Foreman's use of images is both astute and ambitious - he is reducing everything as closely as possible to symbols: children, animals, landscapes, flowers, to encode the story at its most basic level, and manages to retain texture and individual character. Part of the effect is his careful control of colour (predominant ones are blue, grey and green).
Sidenote: Futura seems to be Walker's font of choice this year.
Poles Apart by Jeanne Willis and Jarvis (Nosy Crow)
Poles apart is an interesting beast, from a well-established children's author and a relatively new illustrator. It concerns a family of penguins on the way to a picnic, who get lost and end up at the North Pole, where they meet a very kind polar bear called Mr. White. The rest of the story, in very rhythmic form, concerns their journey home across the world. It does seem that there's just a little more writing here than there need be, although it does offer some good jokes and character building through dialogue. The art is in a crayon style, rough-textured, and seems at its best between the polar regions when it characterises each of the countries the travellers pass through with a distinct sense of atmosphere.

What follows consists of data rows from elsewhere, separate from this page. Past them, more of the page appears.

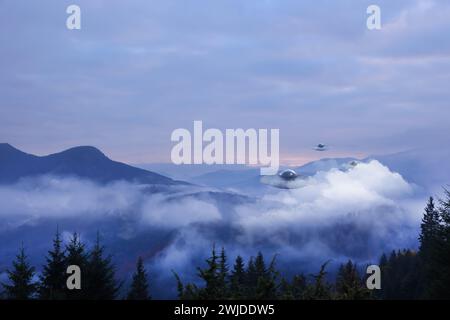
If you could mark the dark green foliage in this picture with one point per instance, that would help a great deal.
(21, 286)
(139, 285)
(53, 278)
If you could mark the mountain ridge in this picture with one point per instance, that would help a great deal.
(81, 161)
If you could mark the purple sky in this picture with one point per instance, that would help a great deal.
(140, 69)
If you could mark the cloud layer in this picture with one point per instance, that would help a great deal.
(338, 215)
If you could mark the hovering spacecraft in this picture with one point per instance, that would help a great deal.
(286, 179)
(321, 147)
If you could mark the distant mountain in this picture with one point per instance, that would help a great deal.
(84, 162)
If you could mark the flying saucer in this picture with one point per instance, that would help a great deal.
(286, 179)
(321, 147)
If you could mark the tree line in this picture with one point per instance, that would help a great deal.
(99, 281)
(405, 274)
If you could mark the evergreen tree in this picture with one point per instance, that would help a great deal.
(139, 286)
(430, 229)
(438, 275)
(21, 286)
(53, 278)
(100, 275)
(76, 255)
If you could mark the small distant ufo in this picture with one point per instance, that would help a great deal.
(353, 163)
(286, 179)
(288, 175)
(320, 147)
(350, 165)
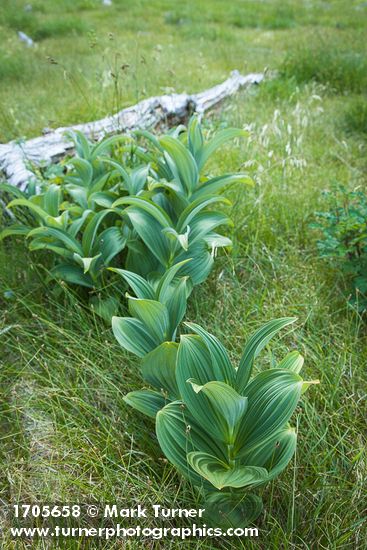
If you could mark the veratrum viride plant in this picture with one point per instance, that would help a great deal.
(226, 430)
(140, 202)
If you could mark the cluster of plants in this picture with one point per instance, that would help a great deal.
(344, 238)
(137, 212)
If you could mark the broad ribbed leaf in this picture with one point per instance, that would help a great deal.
(220, 360)
(159, 368)
(254, 346)
(83, 169)
(218, 408)
(146, 401)
(205, 222)
(153, 315)
(216, 185)
(179, 434)
(166, 280)
(201, 262)
(146, 206)
(91, 230)
(150, 231)
(138, 178)
(139, 285)
(132, 335)
(72, 274)
(221, 475)
(194, 208)
(45, 244)
(231, 509)
(77, 224)
(106, 143)
(194, 362)
(293, 361)
(31, 205)
(272, 398)
(183, 161)
(88, 264)
(273, 453)
(15, 230)
(12, 190)
(176, 305)
(103, 198)
(109, 243)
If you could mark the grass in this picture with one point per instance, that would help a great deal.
(67, 434)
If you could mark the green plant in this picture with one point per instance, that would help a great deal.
(116, 194)
(225, 430)
(344, 232)
(354, 117)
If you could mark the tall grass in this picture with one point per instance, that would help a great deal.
(67, 433)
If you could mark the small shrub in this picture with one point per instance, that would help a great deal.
(344, 231)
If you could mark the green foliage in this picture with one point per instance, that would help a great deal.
(117, 195)
(354, 117)
(344, 238)
(224, 429)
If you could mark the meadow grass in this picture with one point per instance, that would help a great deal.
(67, 435)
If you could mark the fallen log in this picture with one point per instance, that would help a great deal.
(15, 156)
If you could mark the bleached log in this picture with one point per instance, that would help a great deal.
(15, 157)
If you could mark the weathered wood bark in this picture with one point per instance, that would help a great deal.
(15, 156)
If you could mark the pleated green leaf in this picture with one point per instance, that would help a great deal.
(139, 285)
(150, 231)
(83, 169)
(221, 475)
(72, 274)
(194, 362)
(31, 205)
(133, 336)
(254, 346)
(88, 264)
(194, 208)
(167, 278)
(201, 262)
(183, 161)
(231, 509)
(179, 434)
(217, 141)
(222, 366)
(159, 368)
(218, 408)
(274, 452)
(195, 137)
(176, 305)
(272, 398)
(205, 222)
(216, 185)
(91, 230)
(52, 200)
(109, 243)
(153, 315)
(148, 402)
(15, 230)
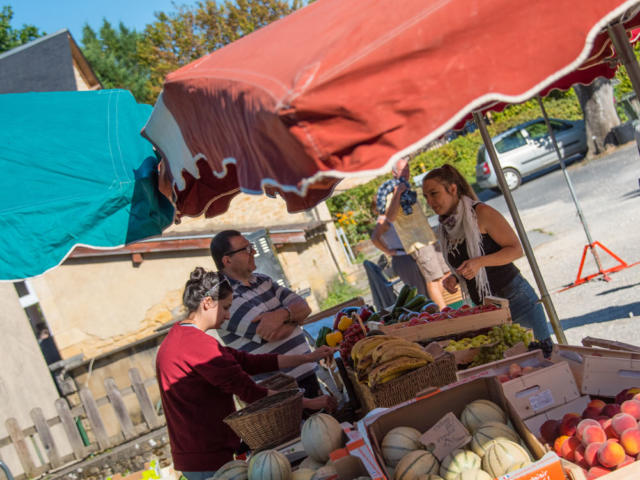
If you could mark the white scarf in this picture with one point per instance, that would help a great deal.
(462, 225)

On a fundamental level, this is a very conservative book. Traditional family roles apply and there is repeated emphasis on the penguins and polar bear returning where they "belong". This extends to the pattern of words and images used to distinguish the different locales - each is stereotyped and given a signature adjective - putting it in its place. The ending bamboozled me, not least because I missed the last page on my first reading. It's on an even page, which it turns out is an unusual thing for a picture book - and frankly I was content with the open ending the penultimate page seemed to be offering. The final little bit of plot that leads to this is created by microscopic details on one panel of the spread preceding that, which fact I like for demanding close attention to work out the genesis. What the ending means for the book changes from page to page - if you left off like I did just before the end it is a different book. As it is, it ultimately reinforces its worldview.
In the end, Poles Apart is an entertaining book and enjoyable for its sense of colour, detail and character.
Note: This book comes with a free audiobook, if you have a device that can read the QR code inside the front cover.